Friday 6 August 2010

Only steers and queers...

Unlike many of my fellow Gays, I'm a bit of a fan of Brokeback Mountain.


Which is why, when I was reminded of it last night while rewatching (for the first time in maybe twenty years) Butch Cassidy and the Sundance Kid, I felt all warm and glowy.


I mean, the visual similarities are striking (I can't believe Ang Lee didn't use BC&TSK as a reference).


Albeit the, er, action set-pieces are a little different in the two films.


I prefer Jake and Heath in action, rather than Paul and Robert, even though I suspect the latter couple were much more in love with each other than the former.


In truth, I guess both movies ended tragically. But with BC&TSK we had a smile on our faces, whereas with BM we were blubbing our eyes out.


And at least I now have an excuse to post a photo of the late, lamented Heath's magnificent willy.

4 comments:

Niall said...

RIP Heath Ledger.
A beatiful man who left this world behind much too soon.
He is much missed. :-(
It's shame we didn't get to see more of his naked loveliness while he was with us.

LeDuc said...

And it's always especially thrilling to encounter a naked boy with an unshaved bushy exuberance. Very nice!

sticks said...

I love(d) BBM and had the joy of seeing it in SF with a gay friend just after it (and I) came out. It was my first experience of gay cinema with a mostly gay audience. Wonderful, happy memories!

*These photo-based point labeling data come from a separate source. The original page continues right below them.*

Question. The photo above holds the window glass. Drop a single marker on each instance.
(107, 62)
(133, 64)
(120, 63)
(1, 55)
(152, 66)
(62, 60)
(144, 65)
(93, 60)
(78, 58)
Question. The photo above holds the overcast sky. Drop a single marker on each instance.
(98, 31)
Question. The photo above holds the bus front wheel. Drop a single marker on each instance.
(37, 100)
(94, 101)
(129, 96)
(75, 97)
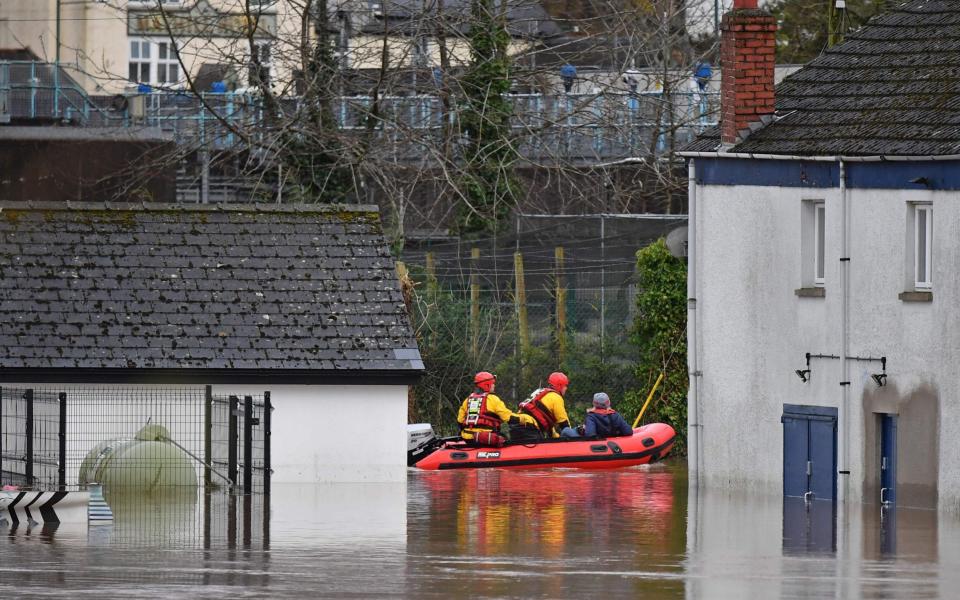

As to Heath Ledger, yes, a sad loss. He was. I think, happy to play a gay role, and recognise his attraction for a gay audience, unlike his fellow-countryman Russell Crowe.

LeDuc said...

I'm not so sure -- Heath got into lots of trouble by doing interviews in which he explained that kissing Jake Gyllenhaal was the hardest thing he'd ever had to do as an actor. Didn't endear him to many of us, I have to say.

Jake saw the flak and, wisely, was much more circumspect.

Whereas Crowe has also played gay, in 1994's The Sum of Us (do a google image search if you don't know the film -- well worth it).

Still, I'm glad you have extra lovely associations with Brokeback: I just like it as a great cinematic tragedy (a bit like Brief Encounter, really).